Patient and Consumer Safety represents the second rung of the FDA's legislative ladder. "Too many American's suffer from preventable adverse events related to medical products, dietary supplements, and foods, resulting in many billions of dollars in avoidable medical costs each year. Consequently, FDA is enhancing its ,'post-market' monitoring, communication, and regulatory activities."
These communications activities will likely focus on improving the quality and clarity of information issued to consumers, and undoubtedly zero in on labeling. In fact, the agency's other rung is Better Informed Consumers. "Informed consumers represent our nation's greatest public health asset, because the choices that people make every day can have a great impact on their own health and the health of the nation. Providing consumers with all the tools they need to make better-informed choices about how to use their health care dollars, and protecting them from misleading information that wastes their money and effort, is of utmost importance to the agency. FDA is undertaking major new efforts to ensure consumers have the most up-to-date, truthful information on the benefits and risks of FDA regulated products."
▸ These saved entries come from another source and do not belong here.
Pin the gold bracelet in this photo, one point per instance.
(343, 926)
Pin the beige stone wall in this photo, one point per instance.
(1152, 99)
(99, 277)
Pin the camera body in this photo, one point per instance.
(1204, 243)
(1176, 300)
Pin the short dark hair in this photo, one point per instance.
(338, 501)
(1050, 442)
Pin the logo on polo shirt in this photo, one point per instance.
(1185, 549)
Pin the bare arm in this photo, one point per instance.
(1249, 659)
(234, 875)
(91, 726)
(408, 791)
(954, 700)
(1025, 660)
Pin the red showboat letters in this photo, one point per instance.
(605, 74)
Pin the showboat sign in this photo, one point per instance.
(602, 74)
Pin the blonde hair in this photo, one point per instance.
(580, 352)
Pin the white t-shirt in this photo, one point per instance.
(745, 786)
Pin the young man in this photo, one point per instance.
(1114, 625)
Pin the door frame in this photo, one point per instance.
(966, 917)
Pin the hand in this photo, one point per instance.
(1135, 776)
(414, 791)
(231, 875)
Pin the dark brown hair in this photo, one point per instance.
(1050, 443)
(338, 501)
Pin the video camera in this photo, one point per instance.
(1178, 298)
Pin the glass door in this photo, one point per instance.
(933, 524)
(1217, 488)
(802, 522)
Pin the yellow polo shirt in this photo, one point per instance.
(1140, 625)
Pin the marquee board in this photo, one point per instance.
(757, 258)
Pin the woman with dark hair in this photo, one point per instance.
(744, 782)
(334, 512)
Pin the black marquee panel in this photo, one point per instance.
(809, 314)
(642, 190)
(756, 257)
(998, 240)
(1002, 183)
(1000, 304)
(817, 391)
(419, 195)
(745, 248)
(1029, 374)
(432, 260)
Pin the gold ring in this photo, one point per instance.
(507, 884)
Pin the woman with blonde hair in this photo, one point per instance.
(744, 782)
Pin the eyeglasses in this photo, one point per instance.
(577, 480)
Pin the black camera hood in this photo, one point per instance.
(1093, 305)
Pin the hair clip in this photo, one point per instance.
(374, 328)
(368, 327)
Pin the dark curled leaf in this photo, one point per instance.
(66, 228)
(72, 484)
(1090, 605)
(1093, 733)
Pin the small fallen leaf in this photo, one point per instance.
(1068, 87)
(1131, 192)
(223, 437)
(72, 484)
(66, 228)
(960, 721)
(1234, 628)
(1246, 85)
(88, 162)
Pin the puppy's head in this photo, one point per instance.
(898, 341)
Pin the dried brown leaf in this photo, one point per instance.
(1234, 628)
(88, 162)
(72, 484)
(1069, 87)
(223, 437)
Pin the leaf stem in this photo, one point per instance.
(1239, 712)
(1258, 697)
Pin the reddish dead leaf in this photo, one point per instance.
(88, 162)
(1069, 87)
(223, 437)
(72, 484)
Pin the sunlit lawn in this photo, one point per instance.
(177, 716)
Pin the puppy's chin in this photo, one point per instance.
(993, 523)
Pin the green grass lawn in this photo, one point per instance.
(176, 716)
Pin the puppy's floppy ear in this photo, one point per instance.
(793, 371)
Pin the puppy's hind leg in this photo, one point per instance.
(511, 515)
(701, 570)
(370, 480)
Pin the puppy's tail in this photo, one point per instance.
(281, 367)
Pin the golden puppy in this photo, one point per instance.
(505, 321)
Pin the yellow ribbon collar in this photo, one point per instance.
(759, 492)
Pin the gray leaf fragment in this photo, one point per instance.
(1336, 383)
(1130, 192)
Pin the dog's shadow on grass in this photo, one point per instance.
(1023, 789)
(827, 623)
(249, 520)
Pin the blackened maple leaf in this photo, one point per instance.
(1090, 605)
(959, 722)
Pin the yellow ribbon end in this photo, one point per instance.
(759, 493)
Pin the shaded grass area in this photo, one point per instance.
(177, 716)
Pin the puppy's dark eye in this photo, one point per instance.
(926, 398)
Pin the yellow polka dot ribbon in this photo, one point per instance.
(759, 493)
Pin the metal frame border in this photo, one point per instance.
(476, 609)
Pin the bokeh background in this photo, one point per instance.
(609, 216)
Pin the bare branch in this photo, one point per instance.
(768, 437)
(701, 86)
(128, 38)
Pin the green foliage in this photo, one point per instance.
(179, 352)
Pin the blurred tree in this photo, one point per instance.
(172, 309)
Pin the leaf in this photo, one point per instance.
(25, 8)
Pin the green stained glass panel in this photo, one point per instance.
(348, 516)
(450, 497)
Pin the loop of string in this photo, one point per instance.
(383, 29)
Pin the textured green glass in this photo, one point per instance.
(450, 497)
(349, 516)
In this arena, FDA fulfills two complementary roles: "ensuring that the information sponsors provide about products is accurate and allows for their safe use, and communicating directly with the public concerning benefits and risks of products FDA regulates."
Of course, counterterrorism will continue as a focus. "As the nation's leading agency in protecting the security of the nation's food, FDA is improving its capability to assess and respond The Agency is working with other government agencies and the private sector to develop and implement a comprehensive strategy to protect the food supply from attack. These include additional staff for food safety field activities, greater import presence at our nation's borders, threat assessments, and additional money for food security research. FDA's medical product centers are also working harder and more creatively than ever to speed the availability of the next generation of safer, more effective countermeasures to protect Americans against biological, chemical, nuclear, and radiological agents of terrorism. "
A healthy food supply is Dr. McClellan's goal, one that will require some additional work on the part of food companies. By strengthening its investigative arms, the FDA hopes to become more effective and also more watchful. Food companies should expect to keep pace.